Un jour donc déclamant
contre les moines et les religieuses qui quittaient
le couvent pour se marier : « Pensez-vous,
dit-il, que ces moines et ces moinesses, qui ne
veulent endurer la peine, ni la castigation, et qui
renoncent à leurs voeux pour accomplir leurs
voluptés charnelles, pensez-vous qu'en eux
soit accompli et fait mariage légitime? Ah!

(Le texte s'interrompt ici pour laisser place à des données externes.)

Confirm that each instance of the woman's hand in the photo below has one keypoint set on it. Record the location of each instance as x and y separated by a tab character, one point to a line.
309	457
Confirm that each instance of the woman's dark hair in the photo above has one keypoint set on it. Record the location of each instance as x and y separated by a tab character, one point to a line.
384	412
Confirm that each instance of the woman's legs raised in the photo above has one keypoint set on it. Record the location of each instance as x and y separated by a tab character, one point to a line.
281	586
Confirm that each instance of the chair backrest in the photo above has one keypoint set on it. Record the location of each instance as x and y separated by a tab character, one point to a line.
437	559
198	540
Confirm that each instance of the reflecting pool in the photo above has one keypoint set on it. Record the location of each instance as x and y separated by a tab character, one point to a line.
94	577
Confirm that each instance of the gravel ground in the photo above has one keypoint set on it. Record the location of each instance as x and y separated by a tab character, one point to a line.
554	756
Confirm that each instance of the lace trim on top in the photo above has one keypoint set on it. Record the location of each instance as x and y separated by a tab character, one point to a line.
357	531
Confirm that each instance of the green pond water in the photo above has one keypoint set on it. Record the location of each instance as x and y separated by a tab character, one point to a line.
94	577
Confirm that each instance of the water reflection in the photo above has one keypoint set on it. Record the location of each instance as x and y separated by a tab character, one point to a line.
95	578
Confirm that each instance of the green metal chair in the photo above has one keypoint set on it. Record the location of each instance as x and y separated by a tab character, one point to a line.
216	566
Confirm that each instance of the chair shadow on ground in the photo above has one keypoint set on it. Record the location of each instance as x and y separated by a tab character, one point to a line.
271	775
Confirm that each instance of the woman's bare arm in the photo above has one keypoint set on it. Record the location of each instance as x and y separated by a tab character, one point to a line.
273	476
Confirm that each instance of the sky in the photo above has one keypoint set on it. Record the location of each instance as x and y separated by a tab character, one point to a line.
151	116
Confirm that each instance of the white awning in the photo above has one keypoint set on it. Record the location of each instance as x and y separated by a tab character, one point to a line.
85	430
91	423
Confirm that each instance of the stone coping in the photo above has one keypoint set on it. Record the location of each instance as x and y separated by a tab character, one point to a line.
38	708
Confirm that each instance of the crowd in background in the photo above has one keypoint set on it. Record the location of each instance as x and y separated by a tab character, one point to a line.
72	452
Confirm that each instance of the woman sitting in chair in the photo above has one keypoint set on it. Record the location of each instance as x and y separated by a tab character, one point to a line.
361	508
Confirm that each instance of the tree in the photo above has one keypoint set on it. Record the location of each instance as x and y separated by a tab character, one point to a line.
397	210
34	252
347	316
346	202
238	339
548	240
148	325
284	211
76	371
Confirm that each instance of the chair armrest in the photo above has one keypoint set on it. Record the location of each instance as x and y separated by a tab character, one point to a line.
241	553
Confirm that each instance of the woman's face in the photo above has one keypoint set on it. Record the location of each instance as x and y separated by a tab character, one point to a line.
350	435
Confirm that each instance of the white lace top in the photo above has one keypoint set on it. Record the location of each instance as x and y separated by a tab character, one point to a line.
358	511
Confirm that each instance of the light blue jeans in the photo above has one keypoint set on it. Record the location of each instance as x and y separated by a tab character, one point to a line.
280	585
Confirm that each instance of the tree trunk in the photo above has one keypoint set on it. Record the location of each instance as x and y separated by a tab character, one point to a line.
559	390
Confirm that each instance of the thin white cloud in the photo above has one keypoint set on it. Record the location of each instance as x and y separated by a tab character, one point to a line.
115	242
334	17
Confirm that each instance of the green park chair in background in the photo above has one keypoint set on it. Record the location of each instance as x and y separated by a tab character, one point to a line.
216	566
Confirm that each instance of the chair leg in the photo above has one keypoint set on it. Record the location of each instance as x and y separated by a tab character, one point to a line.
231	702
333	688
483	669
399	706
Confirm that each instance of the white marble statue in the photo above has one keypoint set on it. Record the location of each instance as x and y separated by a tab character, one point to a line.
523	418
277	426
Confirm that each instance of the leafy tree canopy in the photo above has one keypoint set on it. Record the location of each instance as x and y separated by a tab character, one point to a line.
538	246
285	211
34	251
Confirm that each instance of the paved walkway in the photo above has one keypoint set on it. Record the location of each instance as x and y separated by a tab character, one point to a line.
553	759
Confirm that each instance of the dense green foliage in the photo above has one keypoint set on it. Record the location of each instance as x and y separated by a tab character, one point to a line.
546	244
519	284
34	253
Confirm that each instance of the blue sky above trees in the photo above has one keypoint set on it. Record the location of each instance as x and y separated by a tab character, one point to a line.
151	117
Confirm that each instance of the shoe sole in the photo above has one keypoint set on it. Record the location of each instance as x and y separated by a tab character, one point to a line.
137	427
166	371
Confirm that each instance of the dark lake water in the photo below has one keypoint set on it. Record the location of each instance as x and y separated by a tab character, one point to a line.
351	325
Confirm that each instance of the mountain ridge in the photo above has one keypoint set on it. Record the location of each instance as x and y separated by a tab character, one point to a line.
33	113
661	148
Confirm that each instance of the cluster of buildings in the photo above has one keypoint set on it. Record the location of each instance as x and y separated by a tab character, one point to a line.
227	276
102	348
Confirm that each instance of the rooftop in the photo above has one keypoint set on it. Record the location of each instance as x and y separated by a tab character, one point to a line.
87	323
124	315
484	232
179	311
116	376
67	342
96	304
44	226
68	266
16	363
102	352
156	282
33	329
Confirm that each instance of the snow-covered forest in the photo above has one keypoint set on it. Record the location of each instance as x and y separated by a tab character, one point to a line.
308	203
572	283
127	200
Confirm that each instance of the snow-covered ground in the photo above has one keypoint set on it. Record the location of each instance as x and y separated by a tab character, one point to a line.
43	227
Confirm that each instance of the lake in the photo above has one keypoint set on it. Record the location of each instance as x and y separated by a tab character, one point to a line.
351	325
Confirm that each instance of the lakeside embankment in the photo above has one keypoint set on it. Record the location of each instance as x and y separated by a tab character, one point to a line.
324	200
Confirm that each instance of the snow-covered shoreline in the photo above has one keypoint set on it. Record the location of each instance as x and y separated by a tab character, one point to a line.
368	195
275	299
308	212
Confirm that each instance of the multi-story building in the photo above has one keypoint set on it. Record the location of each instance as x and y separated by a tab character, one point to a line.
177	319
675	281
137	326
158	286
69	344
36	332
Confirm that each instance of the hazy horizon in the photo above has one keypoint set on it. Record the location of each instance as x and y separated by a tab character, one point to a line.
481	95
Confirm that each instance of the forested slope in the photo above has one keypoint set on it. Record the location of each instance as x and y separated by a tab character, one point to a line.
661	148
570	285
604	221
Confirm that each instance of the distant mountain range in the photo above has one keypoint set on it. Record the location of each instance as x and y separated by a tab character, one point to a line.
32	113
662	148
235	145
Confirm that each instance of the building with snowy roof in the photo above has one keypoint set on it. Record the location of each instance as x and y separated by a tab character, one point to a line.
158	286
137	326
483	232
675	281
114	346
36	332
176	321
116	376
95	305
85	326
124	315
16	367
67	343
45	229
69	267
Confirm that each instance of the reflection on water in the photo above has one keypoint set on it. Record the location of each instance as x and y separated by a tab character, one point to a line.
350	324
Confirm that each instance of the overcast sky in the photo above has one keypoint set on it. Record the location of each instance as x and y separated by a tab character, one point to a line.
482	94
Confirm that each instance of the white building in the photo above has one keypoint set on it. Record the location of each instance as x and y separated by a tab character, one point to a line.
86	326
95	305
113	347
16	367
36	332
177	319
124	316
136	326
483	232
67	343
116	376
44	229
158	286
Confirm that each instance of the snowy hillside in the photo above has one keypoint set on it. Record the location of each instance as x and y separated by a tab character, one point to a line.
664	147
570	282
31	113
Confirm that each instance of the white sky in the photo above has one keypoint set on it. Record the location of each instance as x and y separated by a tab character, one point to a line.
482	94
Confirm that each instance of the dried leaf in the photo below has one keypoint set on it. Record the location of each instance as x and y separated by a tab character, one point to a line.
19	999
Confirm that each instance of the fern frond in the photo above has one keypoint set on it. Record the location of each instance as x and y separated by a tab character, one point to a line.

nenny; mais ils sont paillards, infâmes et
déshonnêtes, apostats abominables
devant Dieu et devant les hommes. - « Vous en
avez menti, » lui cria un
réformé d'entre les bourgeois,
Christophe Holard, qui crut que le moine en voulait
à son frère, naguère chanoine
de Fribourg et qui s'était marié
depuis qu'il avait embrassé la
réformation. Cette parole excita un vacarme
effroyable dans l'église. Les hommes
voulaient aller assommer Holard; mais on leur ferma
les portes des chapelles où ils
étaient. Là dessus les femmes se
jetèrent sur lui, comme des furies
déchaînées, le prirent par la
barbe, la lui arrachèrent, le
dévisagèrent à coups d'ongles
et de poings; elles l'auraient assommé, si
le châtelain, Antoine Agasse, ne fut survenu,
qui eût bien de la peine à le leur
ôter d'entre les mains, pour le faire
conduire au fond d'un cachot.
Le bailli ayant appris ce
tumulte par Marc Romain, le maître
d'école. accourut à Orbe, où
il fit Juliani prisonnier et tira Holard de sa
prison. Le peuple en fut si irrité, qu'il se
jeta sur le maître d'école, le fit
fuir jusque dans l'église, où les
femmes qui s'y trouvaient, écoutant le salve
regina, se jetèrent sur lui, le prirent par
les cheveux, le jetèrent à terre et
l'auraient tué s'il n'eut été
secouru par un honnête bourgeois qui
était de la religion. Il n'osa depuis ce
jour se montrer dans les rues qu'accompagné
de deux sergens, qu'on lui donna pour sa garde. Les
deux villes finirent par être obligées
de le prendre formellement sous leur
protection.
Cependant le peuple s'attroupa
autour du château où était le
bailli, avec Holard et Juliani. Quand ils le virent
sortir, tous se mirent à crier : «
Pourquoi avez-vous arrêté notre
beau-père et avez-vous relâché
Holard ? » Il leur répondit : «
J'ai pris le moine par ordre des seigneurs de
Berne, et relâché Holard sur la
caution qu'il a donnée. » Mais ils ne
furent pas contens de cette réponse et
voulurent le presser davantage. Lors il se contenta
de leur dire, que s'ils le voulaient prendre
à leurs risques, ils le pouvaient faire; que
quand à lui il ne le leur conseillait pas.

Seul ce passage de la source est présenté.